Human Love
The title Human Love (Arcade Publishing, 978-1-55970-857-9) by Andreï Makine seems tragically ironic during the first few pages in which the nameless narrator, held prisoner in a region between Angola and Zaire, watches while a woman gets raped, shot, and her mouth searched for hidden diamonds. But as we dip into the life of professional revolutionary Elias Almeida, we come to see that this book really is about just that, love, and the ways in which revolutions can be, must be, steps towards tenderness.
Seeds of revolution are planted in Elias when his mother is unceremoniously dumped back home after a spell in prison. Her broken collarbone juts out from her emaciated body and Elias is powerless to help her; she dies in her bed. This image recurs again and again as an explanation for his growth into a man who fights, spies, endures torture, and witnesses endless barbarity; his loyalty lies steadfastly with the idea that lives can be made better.
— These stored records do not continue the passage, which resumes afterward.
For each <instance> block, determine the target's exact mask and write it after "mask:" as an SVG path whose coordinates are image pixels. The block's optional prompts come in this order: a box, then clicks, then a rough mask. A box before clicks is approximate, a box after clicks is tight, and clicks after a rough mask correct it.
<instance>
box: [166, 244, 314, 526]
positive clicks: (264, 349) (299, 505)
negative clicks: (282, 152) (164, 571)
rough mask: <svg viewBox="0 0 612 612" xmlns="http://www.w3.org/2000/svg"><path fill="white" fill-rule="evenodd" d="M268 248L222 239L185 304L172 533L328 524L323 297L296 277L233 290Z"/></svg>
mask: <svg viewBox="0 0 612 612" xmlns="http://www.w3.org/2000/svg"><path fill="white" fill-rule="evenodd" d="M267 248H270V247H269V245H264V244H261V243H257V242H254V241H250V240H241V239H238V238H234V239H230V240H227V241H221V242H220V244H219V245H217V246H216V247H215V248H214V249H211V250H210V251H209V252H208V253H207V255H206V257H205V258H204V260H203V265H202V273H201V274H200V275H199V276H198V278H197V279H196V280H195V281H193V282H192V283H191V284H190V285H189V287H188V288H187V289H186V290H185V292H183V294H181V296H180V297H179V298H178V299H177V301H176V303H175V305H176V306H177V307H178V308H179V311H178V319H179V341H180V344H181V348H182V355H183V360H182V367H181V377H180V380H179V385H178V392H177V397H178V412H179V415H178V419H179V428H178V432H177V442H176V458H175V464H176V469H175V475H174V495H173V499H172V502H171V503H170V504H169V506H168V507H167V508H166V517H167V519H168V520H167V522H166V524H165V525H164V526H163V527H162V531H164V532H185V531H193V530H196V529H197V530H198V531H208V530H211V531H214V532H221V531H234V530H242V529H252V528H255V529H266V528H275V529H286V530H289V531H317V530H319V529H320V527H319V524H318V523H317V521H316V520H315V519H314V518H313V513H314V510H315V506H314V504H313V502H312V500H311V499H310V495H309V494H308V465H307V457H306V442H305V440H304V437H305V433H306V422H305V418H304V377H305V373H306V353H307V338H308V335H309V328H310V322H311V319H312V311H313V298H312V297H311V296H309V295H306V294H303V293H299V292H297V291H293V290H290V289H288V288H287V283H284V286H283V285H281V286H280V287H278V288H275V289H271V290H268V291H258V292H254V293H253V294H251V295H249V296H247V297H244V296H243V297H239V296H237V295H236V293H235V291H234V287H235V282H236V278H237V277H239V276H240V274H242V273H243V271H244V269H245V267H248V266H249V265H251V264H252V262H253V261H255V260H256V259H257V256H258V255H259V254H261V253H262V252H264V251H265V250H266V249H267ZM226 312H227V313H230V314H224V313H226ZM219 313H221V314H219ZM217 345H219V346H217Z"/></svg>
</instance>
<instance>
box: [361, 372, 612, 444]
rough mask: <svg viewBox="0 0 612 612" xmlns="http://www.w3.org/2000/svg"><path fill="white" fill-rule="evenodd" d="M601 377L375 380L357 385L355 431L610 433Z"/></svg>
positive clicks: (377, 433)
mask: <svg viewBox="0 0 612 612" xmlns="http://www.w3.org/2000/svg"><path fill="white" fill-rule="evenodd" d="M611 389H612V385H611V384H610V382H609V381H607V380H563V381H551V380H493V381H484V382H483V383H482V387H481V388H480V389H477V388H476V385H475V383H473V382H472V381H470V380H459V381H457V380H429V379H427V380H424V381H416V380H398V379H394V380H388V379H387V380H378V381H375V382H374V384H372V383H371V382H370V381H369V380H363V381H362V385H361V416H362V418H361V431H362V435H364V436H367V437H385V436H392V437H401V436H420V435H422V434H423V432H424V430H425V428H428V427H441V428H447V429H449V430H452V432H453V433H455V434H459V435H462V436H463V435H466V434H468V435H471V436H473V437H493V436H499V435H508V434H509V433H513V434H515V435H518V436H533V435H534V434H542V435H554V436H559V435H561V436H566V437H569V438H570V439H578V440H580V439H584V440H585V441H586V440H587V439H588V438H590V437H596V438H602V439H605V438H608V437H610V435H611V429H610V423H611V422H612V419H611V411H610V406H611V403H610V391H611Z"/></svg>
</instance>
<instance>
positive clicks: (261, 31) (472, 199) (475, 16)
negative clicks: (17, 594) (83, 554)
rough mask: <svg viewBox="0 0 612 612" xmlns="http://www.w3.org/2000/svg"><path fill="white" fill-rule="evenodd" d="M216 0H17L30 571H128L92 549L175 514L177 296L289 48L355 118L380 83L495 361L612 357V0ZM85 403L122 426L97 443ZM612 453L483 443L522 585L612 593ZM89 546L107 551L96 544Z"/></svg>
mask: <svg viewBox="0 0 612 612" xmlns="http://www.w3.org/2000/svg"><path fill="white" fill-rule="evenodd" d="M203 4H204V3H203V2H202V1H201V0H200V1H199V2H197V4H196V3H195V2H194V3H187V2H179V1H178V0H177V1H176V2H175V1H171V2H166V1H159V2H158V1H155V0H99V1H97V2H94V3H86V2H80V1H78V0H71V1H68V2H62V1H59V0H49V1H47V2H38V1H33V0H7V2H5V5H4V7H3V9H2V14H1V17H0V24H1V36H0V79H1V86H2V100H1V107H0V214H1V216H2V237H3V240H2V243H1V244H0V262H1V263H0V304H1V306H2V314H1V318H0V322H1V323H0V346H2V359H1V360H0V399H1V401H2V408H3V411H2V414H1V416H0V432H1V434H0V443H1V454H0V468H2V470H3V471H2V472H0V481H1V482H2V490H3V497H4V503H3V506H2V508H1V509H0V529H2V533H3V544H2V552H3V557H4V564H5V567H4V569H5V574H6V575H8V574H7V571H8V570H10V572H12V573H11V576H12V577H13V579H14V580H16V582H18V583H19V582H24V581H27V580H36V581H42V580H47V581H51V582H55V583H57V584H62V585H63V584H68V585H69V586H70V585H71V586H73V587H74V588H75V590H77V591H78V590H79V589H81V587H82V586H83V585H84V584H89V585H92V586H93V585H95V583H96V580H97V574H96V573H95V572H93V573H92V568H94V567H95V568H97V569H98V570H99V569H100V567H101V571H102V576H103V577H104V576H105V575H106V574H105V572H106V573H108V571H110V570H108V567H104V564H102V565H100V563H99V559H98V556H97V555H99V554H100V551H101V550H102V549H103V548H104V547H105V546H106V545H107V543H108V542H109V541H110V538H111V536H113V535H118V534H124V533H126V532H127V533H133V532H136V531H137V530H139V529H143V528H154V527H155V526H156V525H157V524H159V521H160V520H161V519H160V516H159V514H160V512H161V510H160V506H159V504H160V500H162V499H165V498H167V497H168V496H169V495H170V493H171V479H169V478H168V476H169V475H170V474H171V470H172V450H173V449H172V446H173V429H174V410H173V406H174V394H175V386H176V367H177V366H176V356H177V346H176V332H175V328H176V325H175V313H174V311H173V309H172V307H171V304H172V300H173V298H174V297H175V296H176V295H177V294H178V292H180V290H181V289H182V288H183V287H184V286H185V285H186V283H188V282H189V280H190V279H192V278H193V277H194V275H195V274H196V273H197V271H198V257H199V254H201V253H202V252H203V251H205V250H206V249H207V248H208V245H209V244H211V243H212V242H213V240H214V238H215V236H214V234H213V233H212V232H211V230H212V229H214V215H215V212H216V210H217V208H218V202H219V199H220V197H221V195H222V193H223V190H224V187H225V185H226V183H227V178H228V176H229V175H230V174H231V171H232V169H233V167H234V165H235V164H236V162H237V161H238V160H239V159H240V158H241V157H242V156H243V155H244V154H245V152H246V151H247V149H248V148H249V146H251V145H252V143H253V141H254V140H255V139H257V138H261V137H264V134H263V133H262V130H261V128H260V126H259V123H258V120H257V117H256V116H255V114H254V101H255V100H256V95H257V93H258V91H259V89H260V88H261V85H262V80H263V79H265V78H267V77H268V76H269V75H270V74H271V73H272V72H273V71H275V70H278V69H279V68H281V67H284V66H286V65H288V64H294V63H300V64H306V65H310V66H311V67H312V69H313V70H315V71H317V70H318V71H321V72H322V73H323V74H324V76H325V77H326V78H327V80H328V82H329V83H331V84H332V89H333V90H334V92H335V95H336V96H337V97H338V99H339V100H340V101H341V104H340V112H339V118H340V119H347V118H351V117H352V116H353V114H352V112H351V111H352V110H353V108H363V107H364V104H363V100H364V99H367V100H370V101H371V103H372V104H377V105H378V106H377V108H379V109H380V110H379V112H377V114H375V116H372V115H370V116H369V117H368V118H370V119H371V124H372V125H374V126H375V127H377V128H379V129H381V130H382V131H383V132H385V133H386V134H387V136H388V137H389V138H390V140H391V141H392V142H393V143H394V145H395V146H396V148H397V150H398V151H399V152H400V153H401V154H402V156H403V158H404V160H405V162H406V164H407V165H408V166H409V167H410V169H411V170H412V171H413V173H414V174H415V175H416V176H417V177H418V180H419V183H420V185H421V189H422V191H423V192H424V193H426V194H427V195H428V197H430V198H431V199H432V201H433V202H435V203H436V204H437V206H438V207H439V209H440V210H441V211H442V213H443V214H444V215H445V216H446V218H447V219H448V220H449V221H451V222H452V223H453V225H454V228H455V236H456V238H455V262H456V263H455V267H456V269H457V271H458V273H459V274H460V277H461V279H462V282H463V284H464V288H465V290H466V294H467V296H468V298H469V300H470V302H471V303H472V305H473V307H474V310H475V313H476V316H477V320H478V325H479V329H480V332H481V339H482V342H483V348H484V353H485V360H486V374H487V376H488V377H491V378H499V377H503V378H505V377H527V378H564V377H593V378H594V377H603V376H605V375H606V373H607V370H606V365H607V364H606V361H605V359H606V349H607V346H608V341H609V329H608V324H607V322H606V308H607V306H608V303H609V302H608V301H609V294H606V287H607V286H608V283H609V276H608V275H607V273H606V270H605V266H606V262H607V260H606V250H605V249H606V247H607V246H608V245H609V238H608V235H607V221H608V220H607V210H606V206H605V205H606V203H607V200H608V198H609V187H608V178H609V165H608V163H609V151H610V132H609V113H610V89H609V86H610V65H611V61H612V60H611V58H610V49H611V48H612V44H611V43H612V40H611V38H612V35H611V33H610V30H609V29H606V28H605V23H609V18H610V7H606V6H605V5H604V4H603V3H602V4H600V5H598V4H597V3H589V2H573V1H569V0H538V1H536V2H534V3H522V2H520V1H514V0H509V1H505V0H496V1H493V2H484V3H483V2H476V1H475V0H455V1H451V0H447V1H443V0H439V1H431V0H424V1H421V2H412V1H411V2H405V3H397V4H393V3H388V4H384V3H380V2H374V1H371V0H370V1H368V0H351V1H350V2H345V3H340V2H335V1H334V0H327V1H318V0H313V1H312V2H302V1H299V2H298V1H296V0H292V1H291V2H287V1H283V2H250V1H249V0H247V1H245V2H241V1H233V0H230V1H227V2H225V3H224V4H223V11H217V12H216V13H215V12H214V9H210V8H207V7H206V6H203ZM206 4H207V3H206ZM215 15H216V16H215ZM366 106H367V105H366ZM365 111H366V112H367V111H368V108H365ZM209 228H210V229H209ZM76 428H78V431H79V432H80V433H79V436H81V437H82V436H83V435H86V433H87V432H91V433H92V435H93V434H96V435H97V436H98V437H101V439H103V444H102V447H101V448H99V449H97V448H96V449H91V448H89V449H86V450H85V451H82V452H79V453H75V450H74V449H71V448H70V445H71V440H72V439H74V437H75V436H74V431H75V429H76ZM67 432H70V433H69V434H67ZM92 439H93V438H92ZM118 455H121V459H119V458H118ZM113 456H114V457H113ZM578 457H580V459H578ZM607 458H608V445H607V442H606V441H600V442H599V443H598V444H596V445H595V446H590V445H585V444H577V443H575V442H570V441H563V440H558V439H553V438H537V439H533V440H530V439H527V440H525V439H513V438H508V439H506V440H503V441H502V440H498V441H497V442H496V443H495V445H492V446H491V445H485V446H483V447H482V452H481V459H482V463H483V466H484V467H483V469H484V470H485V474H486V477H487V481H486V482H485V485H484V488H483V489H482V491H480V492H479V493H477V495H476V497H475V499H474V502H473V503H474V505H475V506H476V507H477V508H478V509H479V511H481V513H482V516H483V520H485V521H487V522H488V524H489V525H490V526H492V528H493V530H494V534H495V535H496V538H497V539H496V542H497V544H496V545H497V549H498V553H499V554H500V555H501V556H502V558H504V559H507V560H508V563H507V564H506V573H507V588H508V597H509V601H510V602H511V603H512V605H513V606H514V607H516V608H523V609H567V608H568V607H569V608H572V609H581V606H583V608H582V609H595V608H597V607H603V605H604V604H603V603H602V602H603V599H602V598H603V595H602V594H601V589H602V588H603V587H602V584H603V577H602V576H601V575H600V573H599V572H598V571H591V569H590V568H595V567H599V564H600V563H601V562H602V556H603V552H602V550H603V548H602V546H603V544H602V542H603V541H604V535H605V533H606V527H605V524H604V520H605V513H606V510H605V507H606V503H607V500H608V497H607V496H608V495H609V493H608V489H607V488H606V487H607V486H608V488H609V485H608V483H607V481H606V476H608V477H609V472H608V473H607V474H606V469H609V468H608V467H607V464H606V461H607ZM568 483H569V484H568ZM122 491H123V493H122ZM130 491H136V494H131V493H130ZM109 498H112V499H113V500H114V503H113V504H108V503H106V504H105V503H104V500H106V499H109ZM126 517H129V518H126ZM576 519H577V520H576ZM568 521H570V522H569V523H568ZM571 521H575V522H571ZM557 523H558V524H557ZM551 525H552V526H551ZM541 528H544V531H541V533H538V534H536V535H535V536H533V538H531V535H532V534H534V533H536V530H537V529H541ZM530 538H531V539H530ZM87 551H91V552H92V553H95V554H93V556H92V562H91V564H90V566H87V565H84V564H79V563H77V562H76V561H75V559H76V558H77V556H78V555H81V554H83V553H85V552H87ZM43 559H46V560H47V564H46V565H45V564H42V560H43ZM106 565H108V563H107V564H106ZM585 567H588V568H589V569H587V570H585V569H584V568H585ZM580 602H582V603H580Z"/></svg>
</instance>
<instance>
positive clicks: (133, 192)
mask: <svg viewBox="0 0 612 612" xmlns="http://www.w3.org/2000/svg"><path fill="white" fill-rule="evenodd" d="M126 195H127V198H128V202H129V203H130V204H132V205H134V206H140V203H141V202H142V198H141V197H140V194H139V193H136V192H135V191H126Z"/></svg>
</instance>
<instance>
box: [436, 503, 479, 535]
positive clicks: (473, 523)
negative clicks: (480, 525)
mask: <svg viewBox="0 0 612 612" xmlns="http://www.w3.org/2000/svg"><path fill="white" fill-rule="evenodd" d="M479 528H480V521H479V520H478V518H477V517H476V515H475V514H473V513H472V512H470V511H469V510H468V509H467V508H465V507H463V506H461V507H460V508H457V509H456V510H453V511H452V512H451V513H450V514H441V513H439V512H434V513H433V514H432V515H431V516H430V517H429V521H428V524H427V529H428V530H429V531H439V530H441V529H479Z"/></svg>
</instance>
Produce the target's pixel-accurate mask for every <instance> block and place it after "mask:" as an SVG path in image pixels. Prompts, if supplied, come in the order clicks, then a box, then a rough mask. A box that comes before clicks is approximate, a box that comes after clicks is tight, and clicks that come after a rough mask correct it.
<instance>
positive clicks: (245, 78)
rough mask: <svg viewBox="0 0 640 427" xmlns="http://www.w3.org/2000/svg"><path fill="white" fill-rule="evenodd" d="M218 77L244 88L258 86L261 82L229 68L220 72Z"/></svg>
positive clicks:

His creed is defined not only by his dead mother but also by his relationship with a Russian woman. She brings him to her child-hood home in frozen Siberia, and there he encounters people whose history is full of atrocities, but who have managed to redefine themselves into creatures of happiness, or something like it.
Makine’s prose, first written in French though the author himself is Russian, injects a sense of beauty into even the most horrific descriptions of depravity. We want to look away from the beatings, the rapes, the murders, the children left alone and mentally destroyed, but we can’t help but turn page after page after page. This, his tenth novel, is a movement to-ward hope.